No ocurrió ni una ni otra cosa. El Consejero y los peregrinos subieron la montaña al atardecer y entraron en el pueblo en procesión, cantando Loores a María. Los indios los recibieron sin espantarse, sin hostilidad, en una actitud que simulaba la indiferencia. Los vieron instalarse en el descampado frente a sus cabañas y encender una fogata y arremolinarse alrededor. Luego los vieron entrar a la Iglesia del Señor de la Ascensión y rezar las estaciones del Calvario, y, más tarde, desde sus cabañas y corralitos y sembríos esos hombres con incisiones y rayas blancas y verdes en las caras, escucharon al Consejero dar los consejos de la tarde. Lo oyeron hablar del Espíritu Santo, que es la libertad, de las aflicciones de María, celebrar las virtudes de la frugalidad, de la pobreza y del sacrificio y explicar que cada sufrimiento ofrecido a Dios se convierte en premio en la otra vida. Luego oyeron a los peregrinos del Buen Jesús rezar un rosario a la Madre de Cristo. Y a la mañana siguiente, siempre sin acercarse a ellos, siempre sin dirigirles una sonrisa o un gesto amistoso, los vieron partir por la ruta del cementerio en el que se detuvieron a limpiar las tumbas y cortar la yerba.
—Fue inspiración del Padre que el Consejero fuera a Mirandela esa vez —dice Joáo Abade—. Sembró una semilla y ésta acabó por florecer.
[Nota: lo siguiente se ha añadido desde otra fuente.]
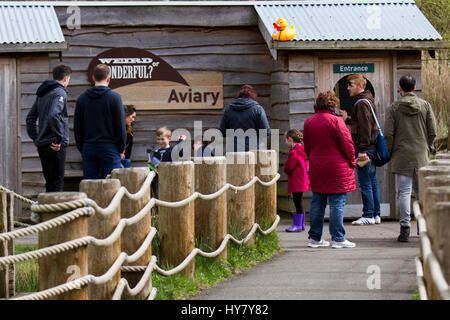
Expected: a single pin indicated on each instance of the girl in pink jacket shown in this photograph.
(295, 168)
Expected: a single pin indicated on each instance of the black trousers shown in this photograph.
(298, 201)
(53, 167)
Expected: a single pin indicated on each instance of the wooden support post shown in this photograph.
(211, 215)
(241, 204)
(4, 273)
(426, 172)
(440, 162)
(443, 156)
(432, 196)
(266, 197)
(441, 246)
(100, 259)
(176, 225)
(134, 235)
(56, 269)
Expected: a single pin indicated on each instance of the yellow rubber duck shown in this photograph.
(283, 32)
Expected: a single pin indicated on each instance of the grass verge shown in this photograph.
(209, 272)
(27, 272)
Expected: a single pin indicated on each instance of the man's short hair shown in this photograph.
(358, 79)
(407, 83)
(101, 72)
(163, 131)
(61, 71)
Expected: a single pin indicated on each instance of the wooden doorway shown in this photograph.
(9, 173)
(328, 74)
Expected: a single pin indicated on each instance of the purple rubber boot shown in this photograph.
(302, 221)
(297, 224)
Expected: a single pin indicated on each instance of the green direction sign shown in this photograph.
(353, 68)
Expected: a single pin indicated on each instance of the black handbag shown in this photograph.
(381, 156)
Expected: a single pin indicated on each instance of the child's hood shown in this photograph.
(298, 149)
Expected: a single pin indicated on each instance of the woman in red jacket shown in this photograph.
(295, 168)
(329, 146)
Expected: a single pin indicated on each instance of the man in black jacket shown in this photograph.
(99, 126)
(53, 136)
(243, 121)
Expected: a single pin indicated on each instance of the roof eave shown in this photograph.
(360, 45)
(33, 47)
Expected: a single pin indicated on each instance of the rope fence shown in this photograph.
(88, 207)
(432, 212)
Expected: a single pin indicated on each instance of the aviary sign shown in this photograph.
(149, 83)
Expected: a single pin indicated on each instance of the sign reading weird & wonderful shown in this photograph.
(149, 83)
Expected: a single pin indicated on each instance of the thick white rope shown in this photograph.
(124, 258)
(55, 222)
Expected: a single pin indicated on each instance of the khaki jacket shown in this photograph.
(409, 131)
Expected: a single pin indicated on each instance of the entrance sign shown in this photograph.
(150, 83)
(354, 68)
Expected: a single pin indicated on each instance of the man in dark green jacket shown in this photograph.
(409, 131)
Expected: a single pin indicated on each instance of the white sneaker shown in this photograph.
(343, 244)
(316, 244)
(363, 221)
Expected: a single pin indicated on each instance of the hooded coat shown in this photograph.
(295, 168)
(245, 114)
(363, 127)
(50, 108)
(100, 119)
(329, 146)
(409, 132)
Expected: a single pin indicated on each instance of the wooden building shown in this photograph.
(232, 38)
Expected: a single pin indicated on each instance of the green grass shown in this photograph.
(209, 272)
(27, 272)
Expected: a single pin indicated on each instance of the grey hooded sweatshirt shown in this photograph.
(409, 131)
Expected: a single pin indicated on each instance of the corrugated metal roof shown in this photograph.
(24, 24)
(350, 20)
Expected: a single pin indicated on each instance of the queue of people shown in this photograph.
(104, 136)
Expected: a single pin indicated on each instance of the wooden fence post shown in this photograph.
(440, 162)
(426, 172)
(134, 235)
(443, 156)
(211, 215)
(241, 204)
(441, 211)
(56, 269)
(432, 196)
(176, 225)
(266, 197)
(4, 273)
(100, 259)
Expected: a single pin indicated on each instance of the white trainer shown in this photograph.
(364, 221)
(316, 244)
(343, 244)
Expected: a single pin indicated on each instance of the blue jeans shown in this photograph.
(98, 162)
(317, 214)
(368, 186)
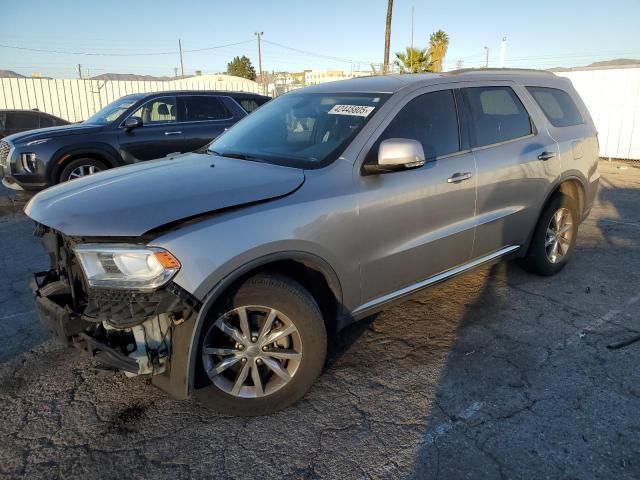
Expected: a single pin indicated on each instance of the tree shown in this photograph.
(241, 67)
(414, 60)
(438, 44)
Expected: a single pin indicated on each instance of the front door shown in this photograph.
(420, 222)
(160, 133)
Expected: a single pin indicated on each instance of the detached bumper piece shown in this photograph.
(51, 296)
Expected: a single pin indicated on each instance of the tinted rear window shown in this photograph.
(430, 119)
(204, 108)
(497, 115)
(557, 106)
(250, 104)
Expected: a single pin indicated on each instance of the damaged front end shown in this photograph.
(127, 328)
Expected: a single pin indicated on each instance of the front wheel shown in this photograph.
(554, 238)
(81, 167)
(263, 349)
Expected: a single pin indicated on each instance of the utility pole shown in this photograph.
(387, 37)
(181, 64)
(503, 51)
(258, 36)
(412, 24)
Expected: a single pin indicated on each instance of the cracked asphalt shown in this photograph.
(495, 374)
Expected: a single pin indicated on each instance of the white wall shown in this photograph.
(75, 100)
(612, 96)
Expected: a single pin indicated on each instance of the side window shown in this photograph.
(557, 106)
(432, 120)
(22, 121)
(497, 115)
(203, 108)
(249, 104)
(46, 121)
(158, 110)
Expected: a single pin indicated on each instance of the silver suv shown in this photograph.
(221, 273)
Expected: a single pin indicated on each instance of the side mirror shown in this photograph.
(132, 122)
(397, 154)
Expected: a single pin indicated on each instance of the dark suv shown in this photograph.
(15, 121)
(131, 129)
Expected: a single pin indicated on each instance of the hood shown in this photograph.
(50, 132)
(130, 201)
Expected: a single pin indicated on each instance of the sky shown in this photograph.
(298, 35)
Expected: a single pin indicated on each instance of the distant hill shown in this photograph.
(10, 74)
(616, 62)
(132, 76)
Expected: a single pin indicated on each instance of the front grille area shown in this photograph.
(4, 153)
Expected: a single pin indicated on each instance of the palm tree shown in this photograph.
(413, 60)
(438, 44)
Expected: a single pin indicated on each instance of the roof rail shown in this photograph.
(499, 70)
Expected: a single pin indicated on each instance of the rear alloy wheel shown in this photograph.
(81, 167)
(554, 238)
(264, 350)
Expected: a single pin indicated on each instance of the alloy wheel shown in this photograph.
(252, 351)
(559, 235)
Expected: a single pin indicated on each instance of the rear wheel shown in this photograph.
(81, 167)
(263, 350)
(555, 237)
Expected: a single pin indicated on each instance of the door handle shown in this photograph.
(459, 177)
(544, 156)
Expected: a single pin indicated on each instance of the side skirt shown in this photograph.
(377, 304)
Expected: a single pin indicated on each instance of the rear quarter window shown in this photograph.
(250, 104)
(557, 106)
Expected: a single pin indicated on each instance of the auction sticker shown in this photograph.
(357, 110)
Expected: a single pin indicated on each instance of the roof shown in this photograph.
(397, 82)
(198, 92)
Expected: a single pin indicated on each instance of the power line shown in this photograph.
(313, 54)
(104, 54)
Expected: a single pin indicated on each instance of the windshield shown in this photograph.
(112, 111)
(305, 130)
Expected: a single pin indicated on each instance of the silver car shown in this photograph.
(223, 273)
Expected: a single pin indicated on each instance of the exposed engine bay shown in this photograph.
(123, 329)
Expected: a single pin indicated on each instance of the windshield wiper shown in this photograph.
(241, 156)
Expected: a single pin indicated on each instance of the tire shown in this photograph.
(259, 296)
(71, 168)
(540, 258)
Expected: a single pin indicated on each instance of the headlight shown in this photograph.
(29, 162)
(126, 266)
(37, 142)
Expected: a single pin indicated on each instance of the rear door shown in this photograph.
(206, 117)
(517, 162)
(420, 222)
(159, 135)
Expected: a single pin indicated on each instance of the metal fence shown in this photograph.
(76, 100)
(612, 96)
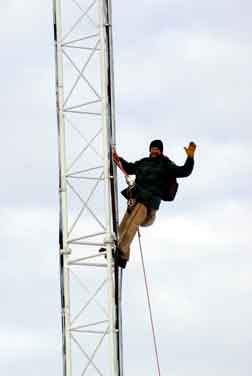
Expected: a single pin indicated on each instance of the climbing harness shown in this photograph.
(149, 305)
(131, 203)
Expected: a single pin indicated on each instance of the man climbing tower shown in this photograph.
(155, 181)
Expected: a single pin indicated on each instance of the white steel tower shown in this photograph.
(89, 279)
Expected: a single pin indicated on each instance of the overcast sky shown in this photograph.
(182, 73)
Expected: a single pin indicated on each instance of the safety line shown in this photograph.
(149, 305)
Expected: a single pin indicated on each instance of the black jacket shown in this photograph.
(151, 175)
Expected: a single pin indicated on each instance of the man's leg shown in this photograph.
(128, 228)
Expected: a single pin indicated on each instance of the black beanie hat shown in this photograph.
(157, 144)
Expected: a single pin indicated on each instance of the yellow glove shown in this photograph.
(190, 150)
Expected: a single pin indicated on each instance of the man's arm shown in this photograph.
(129, 167)
(186, 169)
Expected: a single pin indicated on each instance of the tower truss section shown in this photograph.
(88, 221)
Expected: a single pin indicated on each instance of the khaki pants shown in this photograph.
(138, 216)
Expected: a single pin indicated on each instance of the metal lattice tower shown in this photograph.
(90, 293)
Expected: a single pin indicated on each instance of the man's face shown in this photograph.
(154, 152)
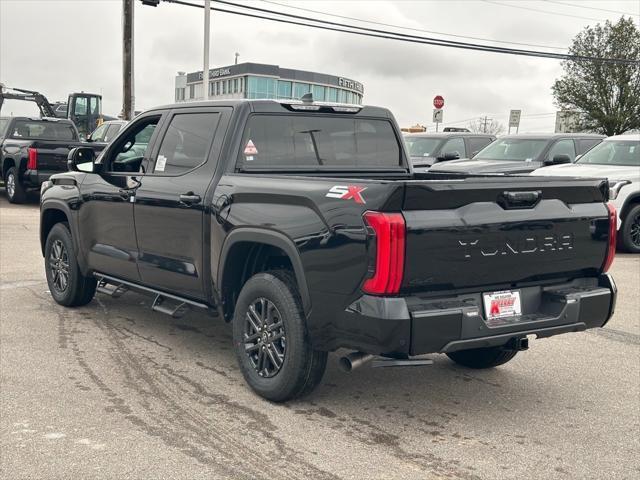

Catarina no dice nada pero Joáo sabe que está recordando, como él, la sorprendente aparición en Belo Monte de más de un centenar de indios, arrastrando consigo sus pertenencias, sus viejos, algunos en parihuelas, sus mujeres y sus niños, por la ruta que venía de Bendengó. Habían pasado años, pero nadie puso en duda que la llegada de esas gentes semidesnudas y pintarrajeadas era la devolución de la visita del Consejero. Los kariris entraron a Canudos acompañados por un blanco de Mirandela —Antonio el Fogueteiro—, como si entraran a su casa, y se instalaron en el descampado vecino al Mocambo que les indicó Antonio Vilanova. Allí levantaron sus cabañas y abrieron entre ellas sus sembríos. Iban a oír los consejos y chapurreaban suficiente portugués para entenderse con los demás, pero constituían un mundo aparte. El Consejero solía ir a verlos —lo recibían zapateando en la tierra en su extraña manera de bailar — y también los hermanos Vilanova con quienes comerciaban sus productos. Joáo Abade siempre había pensado en ellos como forasteros. Ahora ya no. Porque el día de la invasión del Cortapescuezos los vio resistir tres cargas de infantes, que, dos por el lado del Vassa Barris y la otra por la ruta de Geremoabo, cayeron directamente sobre su barrio. Cuando él, con una veintena de hombres de la Guardia Católica, fue a reforzar ese sector, se había quedado asombrado del número de atacantes que circulaban entre las chozas y de la reciedumbre con que los indios resistían, flechándolos desde las techumbres y abalanzándoseles con sus hachas de piedra, sus hondas y sus lanzas de madera. Los kariris peleaban prendidos de los invasores y también sus mujeres les saltaban encima y los mordían y rasguñaban tratando de arrancarles fusiles y bayonetas, a la vez que les rugían seguramente conjuros y maldiciones. Por lo menos un tercio de ellos habían quedado muertos o heridos al terminar el combate.